METHODS: Reconstructed KM-curves from the two arms of an RCT, and reported hazard ratios (HRs) between two exclusive and exhaustive subgroups were used to formulate a linear optimization model. Decision variables represented patients’ likelihoods of belonging to either of the subgroups in each arm. Model was parametric in unreported cumulative number of events for each subgroup in each arm, and repeatedly solved for all possible combinations with the objective of minimizing the gap between reported and predicted HRs for both subgroups. Ties among multiple optimal solutions were broken by comparing predicted and reported 95% CIs for subgroup-specific HRs. Model performance was tested in a comprehensive case study including 30 distinct RCTs (18 metastatic, 12 adjuvant) from gastrointestinal tumors reporting KM-curves for overall survival or an intermediate outcome in 176 (96 metastatic, 80 adjuvant) subgroups. For each subgroup, predicted number of events, survival rates and restricted mean survival times (RMSTs) were compared against actual values and their 95% CIs.

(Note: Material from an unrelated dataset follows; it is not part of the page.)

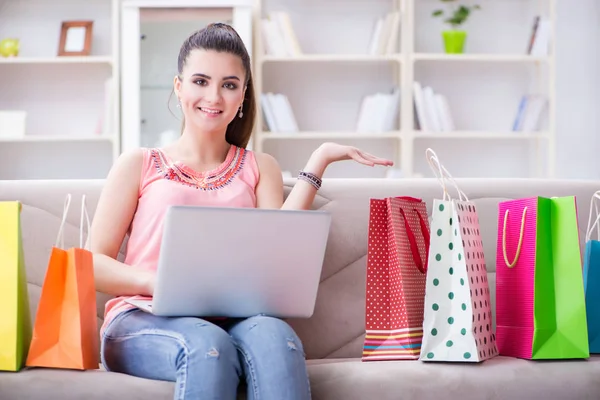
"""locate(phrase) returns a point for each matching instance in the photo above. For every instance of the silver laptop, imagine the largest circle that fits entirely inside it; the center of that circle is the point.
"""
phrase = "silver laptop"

RESULTS: Across all subgroups, average absolute gap between predicted and reported monthly survival rates was less than 5%. Predicted survival curves laid within the 95% CIs of the reported survival curves in 83% (metastatic) and 79% (adjuvant) of the time. Predicted RMSTs were within the 95% CIs of their reported counterparts in 68 (metastatic) and 63 (adjuvant) subgroups. Average relative gap between predicted and reported number of deaths across all subgroups was 8.5% (metastatic) and 2.3% (adjuvant).

CONCLUSIONS: The proposed approach generalizes previously published distribution-free framework eliciting unreported subgroup-specific survival in a scalable fashion without loss of accuracy.